The remainder of this page focuses on isolation techniques used for shared Kubernetes clusters. However, even if you are considering dedicated clusters, it may be valuable to review these recommendations, as it will give you the flexibility to shift to shared clusters in the future if your needs or capabilities change.
Control plane isolation
Control plane isolation ensures that different tenants cannot access or affect each others' Kubernetes API resources.
Namespaces
In Kubernetes, a Namespace provides a mechanism for isolating groups of API resources within a single cluster. This isolation has two key dimensions:
-
Object names within a namespace can overlap with names in other namespaces, similar to files in folders. This allows tenants to name their resources without having to consider what other tenants are doing.
-
Many Kubernetes security policies are scoped to namespaces. For example, RBAC Roles and Network Policies are namespace-scoped resources. Using RBAC, Users and Service Accounts can be restricted to a namespace.
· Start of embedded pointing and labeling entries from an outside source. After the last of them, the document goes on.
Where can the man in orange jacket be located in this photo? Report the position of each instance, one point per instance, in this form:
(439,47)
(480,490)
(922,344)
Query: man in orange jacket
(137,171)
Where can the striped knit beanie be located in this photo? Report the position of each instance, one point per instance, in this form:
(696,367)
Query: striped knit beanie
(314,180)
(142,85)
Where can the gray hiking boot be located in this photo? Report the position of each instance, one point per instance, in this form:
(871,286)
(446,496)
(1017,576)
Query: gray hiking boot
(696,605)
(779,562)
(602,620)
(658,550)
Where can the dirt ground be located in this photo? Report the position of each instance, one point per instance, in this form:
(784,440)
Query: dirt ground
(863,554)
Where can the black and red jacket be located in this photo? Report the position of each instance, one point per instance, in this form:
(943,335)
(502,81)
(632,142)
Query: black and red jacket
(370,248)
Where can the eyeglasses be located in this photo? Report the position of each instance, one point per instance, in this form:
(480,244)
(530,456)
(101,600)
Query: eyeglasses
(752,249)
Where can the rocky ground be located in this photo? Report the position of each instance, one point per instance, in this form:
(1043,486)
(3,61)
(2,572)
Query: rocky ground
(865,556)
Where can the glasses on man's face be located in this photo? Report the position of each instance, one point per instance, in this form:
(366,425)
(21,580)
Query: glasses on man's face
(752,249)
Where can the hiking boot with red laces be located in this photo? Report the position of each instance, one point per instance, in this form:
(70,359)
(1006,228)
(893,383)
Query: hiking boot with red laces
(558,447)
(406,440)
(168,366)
In a multi-tenant environment, a Namespace helps segment a tenant's workload into a logical and distinct management unit. In fact, a common practice is to isolate every workload in its own namespace, even if multiple workloads are operated by the same tenant. This ensures that each workload has its own identity and can be configured with an appropriate security policy.
The namespace isolation model requires configuration of several other Kubernetes resources, networking plugins, and adherence to security best practices to properly isolate tenant workloads. These considerations are discussed below.
Access controls
The most important type of isolation for the control plane is authorization. If teams or their workloads can access or modify each others' API resources, they can change or disable all other types of policies thereby negating any protection those policies may offer. As a result, it is critical to ensure that each tenant has the appropriate access to only the namespaces they need, and no more. This is known as the "Principle of Least Privilege."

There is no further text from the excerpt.